Pool Baugenehmigung im Burgenland: Was Sie vor dem Bau wissen müssen
Der Traum vom eigenen Schwimmbecken im Garten rückt näher! Doch bevor der erste Bagger anrollt, sollten Sie einen Blick auf die rechtlichen Rahmenbedingungen werfen. Das Burgenländische Baugesetz (Bgld. BauG) regelt relativ klar, unter welchen Voraussetzungen Sie sofort loslegen dürfen und wann der Gang zur Baubehörde unerlässlich ist.
Ist eine Baugenehmigung im Burgenland erforderlich?
Im Burgenland wird das Baurecht für Pools pragmatisch gehandhabt. Entscheidend für die Genehmigungspflicht sind vor allem die Wasserfläche und die Tiefe Ihres geplanten Schwimmbeckens:
- Bewilligungsfrei / Meldepflichtig: Ein privates Schwimmbecken gilt als geringfügiges Vorhaben, wenn die Wasserfläche maximal 50 m² beträgt und die durchschnittliche Tiefe 1,8 Meter nicht überschreitet. In diesem Fall benötigen Sie keine klassische Baugenehmigung, jedoch ist meist eine Bauanzeige (Meldung) bei der örtlichen Gemeinde erforderlich.

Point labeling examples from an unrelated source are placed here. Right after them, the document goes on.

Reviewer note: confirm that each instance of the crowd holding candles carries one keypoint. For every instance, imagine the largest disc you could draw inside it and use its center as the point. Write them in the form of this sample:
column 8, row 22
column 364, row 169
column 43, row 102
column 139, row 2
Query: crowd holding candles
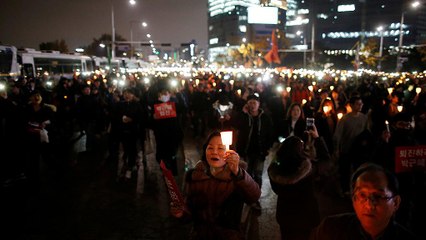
column 287, row 97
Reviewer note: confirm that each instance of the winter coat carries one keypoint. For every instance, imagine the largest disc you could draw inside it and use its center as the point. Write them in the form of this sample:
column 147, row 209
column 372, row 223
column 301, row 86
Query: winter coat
column 297, row 207
column 216, row 202
column 244, row 124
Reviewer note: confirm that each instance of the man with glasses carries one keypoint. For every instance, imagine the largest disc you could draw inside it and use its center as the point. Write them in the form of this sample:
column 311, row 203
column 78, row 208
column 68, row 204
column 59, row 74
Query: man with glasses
column 375, row 199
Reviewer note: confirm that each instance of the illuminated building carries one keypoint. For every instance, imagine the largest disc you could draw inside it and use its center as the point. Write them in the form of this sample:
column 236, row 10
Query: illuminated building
column 229, row 27
column 338, row 25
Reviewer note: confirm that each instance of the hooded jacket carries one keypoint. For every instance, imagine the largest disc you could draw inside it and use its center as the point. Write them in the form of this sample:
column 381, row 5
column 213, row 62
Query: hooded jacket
column 216, row 202
column 245, row 125
column 297, row 208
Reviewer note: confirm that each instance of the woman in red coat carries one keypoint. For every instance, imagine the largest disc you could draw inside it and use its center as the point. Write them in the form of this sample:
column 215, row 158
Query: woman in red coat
column 215, row 192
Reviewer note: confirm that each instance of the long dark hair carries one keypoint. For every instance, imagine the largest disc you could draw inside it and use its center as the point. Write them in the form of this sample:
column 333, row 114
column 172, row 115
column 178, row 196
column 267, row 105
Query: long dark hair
column 290, row 154
column 293, row 105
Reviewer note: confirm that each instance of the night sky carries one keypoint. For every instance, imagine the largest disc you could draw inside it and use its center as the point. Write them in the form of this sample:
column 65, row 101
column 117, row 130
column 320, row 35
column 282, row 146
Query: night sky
column 27, row 23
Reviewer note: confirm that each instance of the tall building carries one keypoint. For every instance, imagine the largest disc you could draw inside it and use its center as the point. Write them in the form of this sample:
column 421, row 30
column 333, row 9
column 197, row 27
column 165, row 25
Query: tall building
column 338, row 25
column 229, row 27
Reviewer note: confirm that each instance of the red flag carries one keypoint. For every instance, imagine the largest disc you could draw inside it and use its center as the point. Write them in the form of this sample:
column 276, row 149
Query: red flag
column 175, row 195
column 272, row 55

- Bewilligungspflichtig: Sobald Ihr Pool größer als 50 m² oder tiefer als 1,8 Meter wird, müssen Sie zwingend ein offizielles Baubewilligungsverfahren bei der Gemeinde einleiten.
Gut zu wissen: Schwimmbecken, die in einem direkt an das Wohnhaus angrenzenden Hausgarten errichtet werden, sind laut Naturschutzbestimmungen des Landes Burgenland oft von weiteren strengen Auflagen ausgenommen. Dennoch bleibt die Bauordnung der Gemeinde maßgeblich.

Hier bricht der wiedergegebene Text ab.